Mas nada faz mais falta nesses tempos de streaming do que “a cena do celeiro”. Calma, eu explico.

A estrutura de um episódio clássico de Smallville (e de outras séries pré-Netflix) consistia em:

1) Clark acorda de manhã, vai para o colégio, encontra Chloe e discutem no Mural do Esquisito a aparição de alguma criatura ou comportamento estranhos na cidade (o “Freak of the Week”)

2) Paralelamente tem uma outra trama envolvendo um personagem secundário que vai se cruzar com a história do “freak of the week”, e que possivelmente constituirá um dilema ético para Clark ou para o outro personagem. Nessa parte do episódio, eles tomam alguma decisão equivocada, os personagens brigam. Geralmente temos um discurso filosófico do Lex ou do pai do Lex.

3) Clark está discutindo alguma coisa com a Chole, e, durante a conversa, eles chegam à conclusão de que o vilão está para concluir seu plano maligno naquele segundo. Clark desaparece com sua supervelocidade, deixando a Chloe falando sozinha. Clark usa seus poderes e salva o dia.

Nesse ponto você já sabe que o episódio basicamente acabou, e falta só mais um bloco para o desfecho. Na época do Celso Portiolli no SBT, depois te ter aguentado comerciais de mais de 10 minutos, você sabe até que, se quiser pode mudar de canal, mas não troca porque logo em seguida vem, sim, ela mesma: “a cena do celeiro”.

Nesse bloco, Clark e seu pai, ou Clark e algum amigo com quem tenha tido uma conversa filosófica ou uma briga no meio, fazem o encerramento daquele episódio. Eles refletem, geralmente no celeiro, sobre como estavam sendo estúpidos ou como suas ansiedades não faziam sentido, pedem desculpas (os dois envolvidos!) e fazem as pazes. Os personagens tiram suas lições, sobe a música (geralmente de alguma banda pop-rock americana obscura, que você provavelmente nunca ouviu falar. Mas a música é boa e você depois vai baixa-la no eMule, após o final do episódio. Isso depois de descobrir quem tá cantando em algum portal especializado na série, claro), a câmera pega distância e pronto. Todos estão felizes de novo. O espectador está pronto para seguir com a sua vida, e semana que vem tem outro episódio pra gente assistir.

Vale ressaltar que a “cena do celeiro” é uma cena não só presente em Smallville, mas em diversas outras séries dos anos 2000, como The OC, House, Greys Anatomy, etc.

Pois bem, falei isso tudo porque gostaria de deixar registrado aqui como “a cena do celeiro” está fazendo falta, não só na TV, como nas nossas vidas.

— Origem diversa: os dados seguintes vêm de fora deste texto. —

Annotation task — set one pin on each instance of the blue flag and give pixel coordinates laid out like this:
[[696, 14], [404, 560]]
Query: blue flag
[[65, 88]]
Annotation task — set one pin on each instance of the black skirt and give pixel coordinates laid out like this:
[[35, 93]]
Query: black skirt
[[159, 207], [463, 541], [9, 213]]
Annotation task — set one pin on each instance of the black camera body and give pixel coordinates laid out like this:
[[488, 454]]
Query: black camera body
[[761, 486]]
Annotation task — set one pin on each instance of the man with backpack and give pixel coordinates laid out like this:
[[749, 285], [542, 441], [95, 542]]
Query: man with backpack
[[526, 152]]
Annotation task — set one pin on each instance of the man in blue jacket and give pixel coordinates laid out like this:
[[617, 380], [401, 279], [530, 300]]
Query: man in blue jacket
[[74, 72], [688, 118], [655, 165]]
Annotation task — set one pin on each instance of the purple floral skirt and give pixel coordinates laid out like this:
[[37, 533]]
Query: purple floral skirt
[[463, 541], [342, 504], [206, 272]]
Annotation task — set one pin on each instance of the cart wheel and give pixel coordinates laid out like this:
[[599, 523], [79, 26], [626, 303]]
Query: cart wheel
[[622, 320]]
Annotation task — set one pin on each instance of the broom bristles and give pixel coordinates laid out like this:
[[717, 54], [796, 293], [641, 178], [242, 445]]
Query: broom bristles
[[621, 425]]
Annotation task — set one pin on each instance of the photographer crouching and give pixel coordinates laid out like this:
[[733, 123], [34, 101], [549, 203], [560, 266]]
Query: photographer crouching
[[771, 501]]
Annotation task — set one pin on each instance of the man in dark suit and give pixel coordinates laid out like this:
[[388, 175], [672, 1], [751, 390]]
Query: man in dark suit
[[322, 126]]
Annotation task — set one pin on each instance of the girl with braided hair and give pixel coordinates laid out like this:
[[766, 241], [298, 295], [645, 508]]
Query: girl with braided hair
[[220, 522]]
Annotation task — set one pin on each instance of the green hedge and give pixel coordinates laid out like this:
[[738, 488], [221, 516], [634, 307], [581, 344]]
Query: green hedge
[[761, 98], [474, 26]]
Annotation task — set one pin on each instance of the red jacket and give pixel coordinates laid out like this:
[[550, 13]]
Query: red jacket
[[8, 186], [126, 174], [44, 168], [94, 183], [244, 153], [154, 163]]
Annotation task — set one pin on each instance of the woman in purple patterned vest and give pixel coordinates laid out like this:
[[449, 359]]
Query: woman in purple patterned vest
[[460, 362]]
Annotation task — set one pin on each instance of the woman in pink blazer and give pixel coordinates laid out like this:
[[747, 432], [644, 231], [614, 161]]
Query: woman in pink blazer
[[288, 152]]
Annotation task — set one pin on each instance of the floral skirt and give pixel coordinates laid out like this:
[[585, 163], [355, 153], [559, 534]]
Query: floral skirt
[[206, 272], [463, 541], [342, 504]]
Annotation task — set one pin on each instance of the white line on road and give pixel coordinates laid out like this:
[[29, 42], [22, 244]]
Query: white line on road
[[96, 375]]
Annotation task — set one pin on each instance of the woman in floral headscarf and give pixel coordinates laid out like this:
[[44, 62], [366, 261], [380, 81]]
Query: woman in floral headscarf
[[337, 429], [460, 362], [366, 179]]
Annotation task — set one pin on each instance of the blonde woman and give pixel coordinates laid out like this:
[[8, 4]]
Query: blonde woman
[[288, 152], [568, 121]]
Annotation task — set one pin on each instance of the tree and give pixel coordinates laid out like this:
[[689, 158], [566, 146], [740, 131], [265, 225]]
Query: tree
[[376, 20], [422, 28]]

Nessa loucura de redes sociais, a gente parece que perdeu a capacidade de CONVERSAR. De escutar o outro e ter EMPATIA para entender o outro lado. No meio desse caos que se transformou a internet, com gente do mal jogando iscas o tempo todo para que a gente brigue sem parar, a gente tá se esquecendo que as pessoas são HUMANAS e fatalmente VÃO COMETER ERROS! A gente tá precisando de mais “cenas do celeiro” em que a gente reflete um pouquinho sobre o que está acontecendo, e aprende com os erros e PEDE DESCULPAS e PERDOA os outros também. Tem muito dedo apontado. Muita militância, muito cancelamento. Pouca VONTADE de entender o que o outro de fato tá querendo dizer.

Esse extremismo sem conversa, em que tudo a gente quer “ganhar no grito” pra mostrar que TÁ ERRADO, às vezes se esquece de que tem situações em que realmente não são tão simples ou “preto no branco” quanto parecem. Tem alguns graus de cinza no meio que precisam ser considerados, sob pena de cairmos no mesmo discurso de censura que a gente tanto reclama.

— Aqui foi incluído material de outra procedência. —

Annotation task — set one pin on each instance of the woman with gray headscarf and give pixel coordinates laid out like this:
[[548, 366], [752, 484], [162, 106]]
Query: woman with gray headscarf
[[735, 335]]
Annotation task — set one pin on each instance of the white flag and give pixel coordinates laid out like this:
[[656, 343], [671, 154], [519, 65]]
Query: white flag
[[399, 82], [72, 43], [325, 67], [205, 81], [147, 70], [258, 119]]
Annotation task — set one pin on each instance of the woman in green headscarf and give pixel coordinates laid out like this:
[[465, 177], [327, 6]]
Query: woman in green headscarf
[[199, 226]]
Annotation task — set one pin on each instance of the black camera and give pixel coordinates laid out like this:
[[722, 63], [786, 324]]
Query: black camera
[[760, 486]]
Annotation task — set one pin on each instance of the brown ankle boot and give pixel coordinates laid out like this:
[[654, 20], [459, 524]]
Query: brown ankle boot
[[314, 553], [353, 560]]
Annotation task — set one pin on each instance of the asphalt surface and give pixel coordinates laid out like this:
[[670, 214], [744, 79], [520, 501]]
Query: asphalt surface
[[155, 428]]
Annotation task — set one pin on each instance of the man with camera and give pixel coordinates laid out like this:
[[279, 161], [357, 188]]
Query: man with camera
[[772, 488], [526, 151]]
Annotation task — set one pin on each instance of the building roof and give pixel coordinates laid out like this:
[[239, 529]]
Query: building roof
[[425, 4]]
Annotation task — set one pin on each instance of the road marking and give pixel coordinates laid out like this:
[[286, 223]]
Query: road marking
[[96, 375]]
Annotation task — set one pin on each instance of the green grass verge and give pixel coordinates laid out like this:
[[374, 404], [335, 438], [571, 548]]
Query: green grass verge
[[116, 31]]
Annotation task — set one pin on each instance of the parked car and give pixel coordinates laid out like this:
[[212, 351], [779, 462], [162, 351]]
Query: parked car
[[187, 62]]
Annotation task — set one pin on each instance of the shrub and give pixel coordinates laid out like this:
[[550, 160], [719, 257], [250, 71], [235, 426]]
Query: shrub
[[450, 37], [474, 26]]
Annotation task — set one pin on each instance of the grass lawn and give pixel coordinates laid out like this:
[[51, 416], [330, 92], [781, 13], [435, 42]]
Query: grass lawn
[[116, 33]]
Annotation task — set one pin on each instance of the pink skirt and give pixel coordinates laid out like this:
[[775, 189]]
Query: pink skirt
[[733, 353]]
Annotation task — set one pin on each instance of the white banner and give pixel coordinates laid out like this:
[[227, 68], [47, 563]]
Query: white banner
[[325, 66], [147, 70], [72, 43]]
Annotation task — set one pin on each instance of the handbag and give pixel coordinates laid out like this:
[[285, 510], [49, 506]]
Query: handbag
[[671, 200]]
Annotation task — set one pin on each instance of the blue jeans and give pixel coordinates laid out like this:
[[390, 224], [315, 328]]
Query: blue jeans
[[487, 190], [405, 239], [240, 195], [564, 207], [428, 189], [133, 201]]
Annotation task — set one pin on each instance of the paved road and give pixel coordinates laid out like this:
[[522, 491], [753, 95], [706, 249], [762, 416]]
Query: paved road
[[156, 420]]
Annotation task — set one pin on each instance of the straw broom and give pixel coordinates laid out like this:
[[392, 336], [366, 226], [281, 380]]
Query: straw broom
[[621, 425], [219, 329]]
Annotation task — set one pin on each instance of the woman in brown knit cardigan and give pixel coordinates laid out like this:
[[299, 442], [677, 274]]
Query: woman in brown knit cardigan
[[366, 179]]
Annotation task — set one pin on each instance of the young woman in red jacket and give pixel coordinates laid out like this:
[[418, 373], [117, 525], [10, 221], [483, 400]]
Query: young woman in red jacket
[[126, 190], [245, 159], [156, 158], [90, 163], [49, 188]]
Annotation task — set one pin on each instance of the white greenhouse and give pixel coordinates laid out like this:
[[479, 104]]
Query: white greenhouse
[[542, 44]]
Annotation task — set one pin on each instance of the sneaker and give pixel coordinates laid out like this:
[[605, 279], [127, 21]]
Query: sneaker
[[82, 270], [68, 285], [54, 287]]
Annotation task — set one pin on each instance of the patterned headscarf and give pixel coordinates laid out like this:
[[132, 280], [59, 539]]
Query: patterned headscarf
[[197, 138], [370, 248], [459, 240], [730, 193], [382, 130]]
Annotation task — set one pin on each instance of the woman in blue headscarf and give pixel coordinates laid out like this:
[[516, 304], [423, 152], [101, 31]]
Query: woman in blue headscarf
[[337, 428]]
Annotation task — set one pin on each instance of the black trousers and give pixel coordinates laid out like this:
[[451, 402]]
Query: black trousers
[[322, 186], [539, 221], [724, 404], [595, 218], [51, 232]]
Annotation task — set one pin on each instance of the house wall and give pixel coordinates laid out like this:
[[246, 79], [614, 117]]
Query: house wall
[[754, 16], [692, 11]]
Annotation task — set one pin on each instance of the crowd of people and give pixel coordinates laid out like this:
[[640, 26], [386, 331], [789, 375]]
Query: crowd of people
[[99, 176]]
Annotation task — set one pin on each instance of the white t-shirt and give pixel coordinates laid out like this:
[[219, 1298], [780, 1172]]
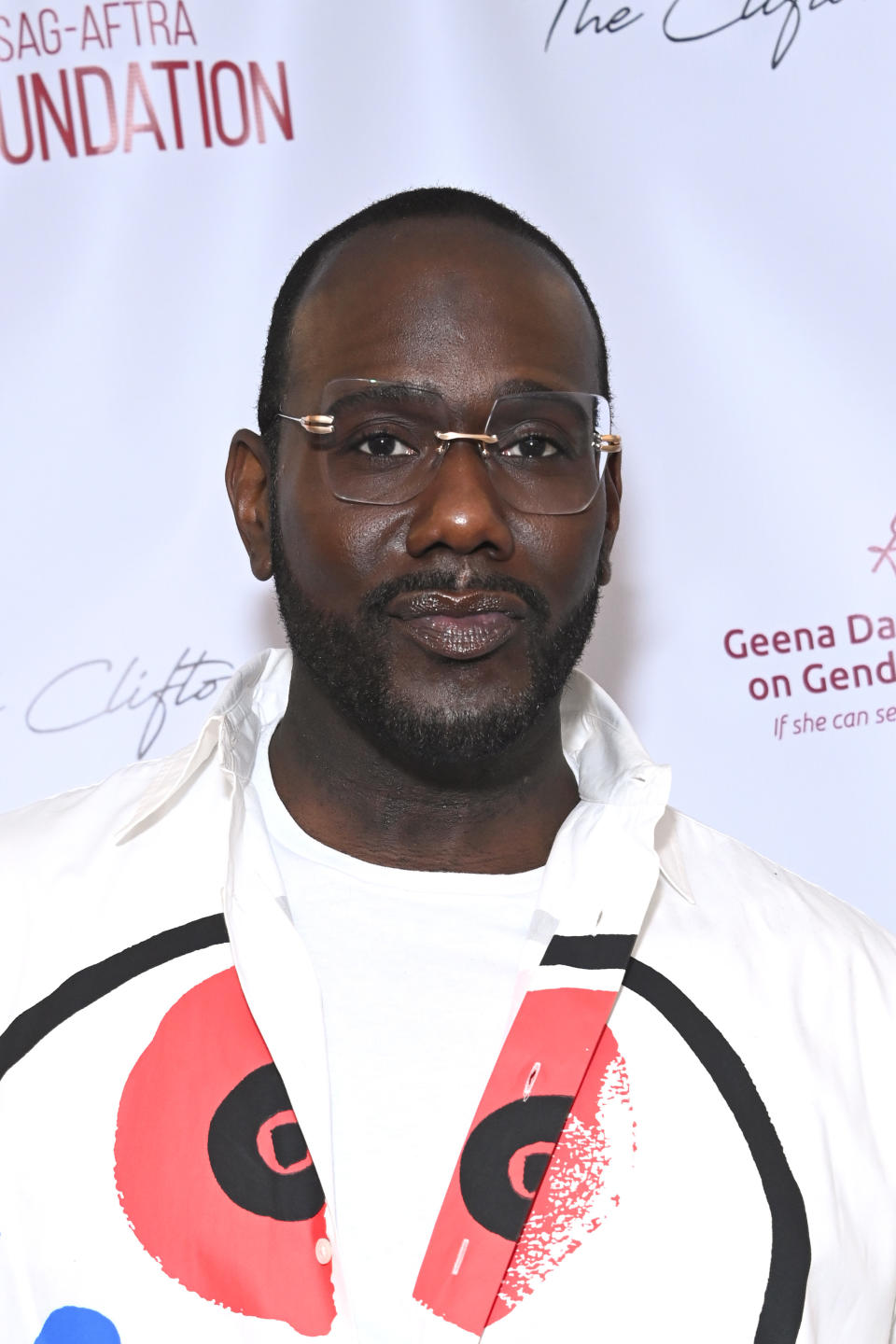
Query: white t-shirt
[[416, 974]]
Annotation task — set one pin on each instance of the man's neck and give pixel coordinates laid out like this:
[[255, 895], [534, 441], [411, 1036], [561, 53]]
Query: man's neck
[[498, 815]]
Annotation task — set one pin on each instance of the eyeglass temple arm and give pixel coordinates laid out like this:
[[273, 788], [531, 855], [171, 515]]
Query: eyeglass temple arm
[[314, 424]]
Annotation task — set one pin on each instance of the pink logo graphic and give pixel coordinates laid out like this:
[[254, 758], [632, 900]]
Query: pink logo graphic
[[886, 553]]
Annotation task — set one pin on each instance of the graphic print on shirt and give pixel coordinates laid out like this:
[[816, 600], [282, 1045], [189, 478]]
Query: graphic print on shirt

Eu sei que é difícil, principalmente porque a nossa tolerância no passado recente parece ter dado brecha ao empoderamento de uma galera realmente do mal, que utiliza do argumento da liberdade de expressão pra espalhar discurso de ódio. Mas A GENTE TÁ PERDENDO O BOM SENSO!!!!!

A gente tá precisando RESPIRAR, e DESLIGAR um pouco, para REFLETIR de fato sobre o que está sendo dito. Essa era outra função essencial da “cena do celeiro”. Fala a verdade, tem umas séries hoje em dia que nem são boas, só são viciantes. Só que a gente não tem TEMPO de perceber isso, porque viu tudo de uma vez. A gente tá precisando de “menos timeline infinita”, e mais artigo de jornal e revista, mais livro, mais blog.

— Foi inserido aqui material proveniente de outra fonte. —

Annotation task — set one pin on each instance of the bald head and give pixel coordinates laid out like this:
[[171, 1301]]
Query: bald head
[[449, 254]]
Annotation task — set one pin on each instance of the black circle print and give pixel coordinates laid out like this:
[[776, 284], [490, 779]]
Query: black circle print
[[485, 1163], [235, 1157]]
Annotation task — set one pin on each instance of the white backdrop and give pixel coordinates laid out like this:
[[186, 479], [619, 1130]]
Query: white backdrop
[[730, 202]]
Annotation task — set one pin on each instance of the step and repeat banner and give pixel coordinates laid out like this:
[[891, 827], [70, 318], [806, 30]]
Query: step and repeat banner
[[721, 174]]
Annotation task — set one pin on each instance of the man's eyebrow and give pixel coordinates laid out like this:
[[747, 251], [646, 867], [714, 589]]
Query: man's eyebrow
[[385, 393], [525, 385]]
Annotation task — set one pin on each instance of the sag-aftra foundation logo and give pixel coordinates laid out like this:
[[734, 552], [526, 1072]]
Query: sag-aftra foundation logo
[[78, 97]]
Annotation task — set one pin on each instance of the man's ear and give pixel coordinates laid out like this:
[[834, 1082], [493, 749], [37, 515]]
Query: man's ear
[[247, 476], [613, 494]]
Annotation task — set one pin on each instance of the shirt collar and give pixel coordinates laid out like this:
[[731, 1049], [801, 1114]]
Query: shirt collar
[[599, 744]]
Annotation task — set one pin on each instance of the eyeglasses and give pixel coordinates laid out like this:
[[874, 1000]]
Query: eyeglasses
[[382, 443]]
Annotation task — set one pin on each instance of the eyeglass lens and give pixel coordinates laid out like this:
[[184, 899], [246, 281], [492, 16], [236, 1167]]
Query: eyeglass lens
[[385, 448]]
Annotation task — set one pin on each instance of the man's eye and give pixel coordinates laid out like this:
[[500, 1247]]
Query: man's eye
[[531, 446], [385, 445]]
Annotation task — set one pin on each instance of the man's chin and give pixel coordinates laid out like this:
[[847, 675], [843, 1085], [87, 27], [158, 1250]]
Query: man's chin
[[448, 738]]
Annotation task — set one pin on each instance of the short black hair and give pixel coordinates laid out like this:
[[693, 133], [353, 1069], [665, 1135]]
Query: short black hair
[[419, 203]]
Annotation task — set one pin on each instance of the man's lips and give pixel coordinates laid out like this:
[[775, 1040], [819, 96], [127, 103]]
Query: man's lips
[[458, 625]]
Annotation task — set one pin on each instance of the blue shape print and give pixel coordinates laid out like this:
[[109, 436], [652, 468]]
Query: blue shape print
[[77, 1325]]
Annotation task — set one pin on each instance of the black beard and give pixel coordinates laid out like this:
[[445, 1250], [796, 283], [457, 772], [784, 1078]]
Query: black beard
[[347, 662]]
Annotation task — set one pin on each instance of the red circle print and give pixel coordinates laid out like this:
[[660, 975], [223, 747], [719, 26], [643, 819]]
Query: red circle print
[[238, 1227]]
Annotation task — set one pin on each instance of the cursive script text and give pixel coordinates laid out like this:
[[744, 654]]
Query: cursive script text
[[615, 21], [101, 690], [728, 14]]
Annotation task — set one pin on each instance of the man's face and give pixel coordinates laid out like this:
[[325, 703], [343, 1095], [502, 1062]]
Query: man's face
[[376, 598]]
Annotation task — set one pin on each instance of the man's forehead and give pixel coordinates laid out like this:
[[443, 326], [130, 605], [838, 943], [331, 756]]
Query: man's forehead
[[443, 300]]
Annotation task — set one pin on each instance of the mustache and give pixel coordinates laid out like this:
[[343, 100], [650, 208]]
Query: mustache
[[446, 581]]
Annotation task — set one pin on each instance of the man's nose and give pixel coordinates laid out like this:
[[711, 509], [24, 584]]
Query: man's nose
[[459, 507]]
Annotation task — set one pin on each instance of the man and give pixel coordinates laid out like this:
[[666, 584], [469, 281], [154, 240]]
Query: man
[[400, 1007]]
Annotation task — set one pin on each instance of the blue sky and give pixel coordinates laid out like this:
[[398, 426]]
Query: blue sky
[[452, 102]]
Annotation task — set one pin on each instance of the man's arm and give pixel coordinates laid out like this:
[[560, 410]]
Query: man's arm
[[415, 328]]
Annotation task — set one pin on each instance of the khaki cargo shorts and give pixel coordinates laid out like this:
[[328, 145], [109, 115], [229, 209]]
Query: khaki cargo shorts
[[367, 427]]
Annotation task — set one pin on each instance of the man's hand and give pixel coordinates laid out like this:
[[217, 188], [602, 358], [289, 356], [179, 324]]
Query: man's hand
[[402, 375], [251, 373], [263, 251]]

A gente tá precisando escutar uma música de uma banda pop-rock obscura e descobrir quem canta num portal especializado. A gente tá precisando gastar mais nossa energia em criar e acompanhar portais especializados e conhecer gente diferente que goste das mesmas coisas.

Até o Netflix sabe que deixar o streaming rolando o tempo todo direto é ruim, e depois de um tempo, ele dá uma parada e pergunta se você tá vivo, se não quer fazer outra coisa, ir comer, respirar um pouquinho.

A gente tá precisando do Celso Portiolli trazendo toda a sua simpatia e leveza para o meio das séries e das nossas vidas. Não, brincadeira, do Celso Portiolli a gente não tá precisando não.

Não dá pra acreditar que a Chloe hoje tá presa acusada por causa de uma seita em que rolava tráfico sexual.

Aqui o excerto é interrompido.